Bata Ltd - Bata Shoes Returns to the Czech Republic in 1991

Bata Shoes Returns to the Czech Republic in 1991

In the 1970s and 1980s, the manufacture of shoes began to shift increasingly to Pacific Rim countries, where lower labor costs provided a competitive edge that proved devastating to shoe companies around the world. With its widely cast operations and well-established distribution network, Bata was better able to compete, but it too suffered from a softening in its business.

With the fall of communism in the late 1980s, Bata was able to return to the country where the family business was founded. The company was not able to resume ownership of its prior assets, which has been combined with other Czech shoe operations, nor did Bata wish to be encumbered with facilities that the communists had neglected for more than 40 years. Nevertheless, Thomas Bata was committed to establishing a business in his native country. After some study, the management team elected to focus on a retail distribution business and a modest manufacturing facility, one that was not part of the old Bata operation. A small factory established by the communist regime was found acceptable, and the company then selected a number of retail locations, which would total a 20 percent market share, and presented the government with a joint venture proposal that was accepted in late 1991.

Thomas Bata, at the age of 80, elected to retire in 1994. His son, Thomas Bata, Jr., had been serving as president since 1985. According to The Globe and Mail, Thomas, Jr. "took over at a time when the international shoe maker was experiencing heightened competition from strong global marketers. The movement toward free trade challenged its network of quasi-autonomous national companies. Mr. Bata tried to make changes, but insiders says he lost the support of key members of the board." He was widely expected to succeed his father, but to the surprise of many, Stanley Heath, a Canadian with considerable executive experience with RJR Nabisco, took over as president and CEO to assume the day-to-day running of the business, while the younger Bata assumed the chairmanship, ostensibly charged with focusing on the "big picture." He soon left the family business and moved to Switzerland. His father, with a reputation as an autocrat, was slated to become honorary chairman, but the post proved to be far from ceremonial, as he continued to be involved in the company's operations on a day-to-day basis and was not reticent about letting management know his opinions. Little more than a year after coming to Bata, Heath resigned for "personal and family reasons." Taking over for Heath was a loyal company man, Rino Rizzo, who had been with the Bata organization since 1969. In 1999, Bata brought in Jim Pantelidis, an executive who had no experience in the shoe industry, to assume the CEO position. Pantelidis's background was in retail gasoline sales, and during his career he had worked for one of Canada's largest chains, Petro-Canada Corporation. Pantelidis instituted a plan to develop regional shoe lines, as opposed to lines created for individual countries. In addition, he wanted to create economies of scale by building regional infrastructures. The goal was to use the regional infrastructures to position the Bata brand on a global basis.

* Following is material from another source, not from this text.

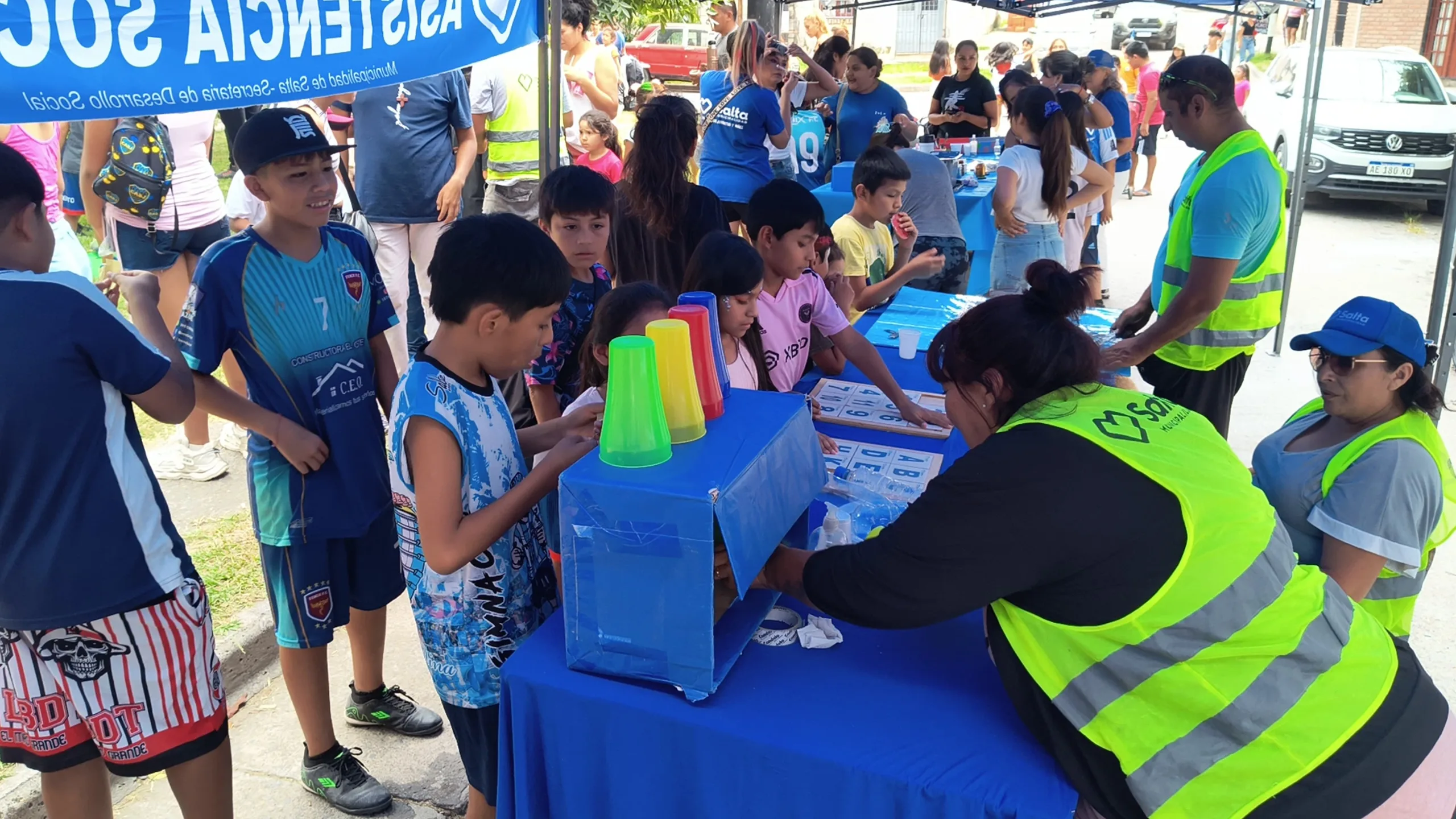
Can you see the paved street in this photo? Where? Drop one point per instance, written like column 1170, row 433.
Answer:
column 1346, row 250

The tenure of Pantelidis lasted just two years. In late 2001, Thomas Bata, Jr. returned, gained control of the business, and was named chairman and CEO, while Pantelidis left to "pursue other challenges." Bata began to reorganize the company, essentially running the business out of Switzerland. It remained to be seen if he would be able to succeed where outsiders had failed in the effort to transform Bata from a federation of stand-alone local subsidiaries into a truly international company.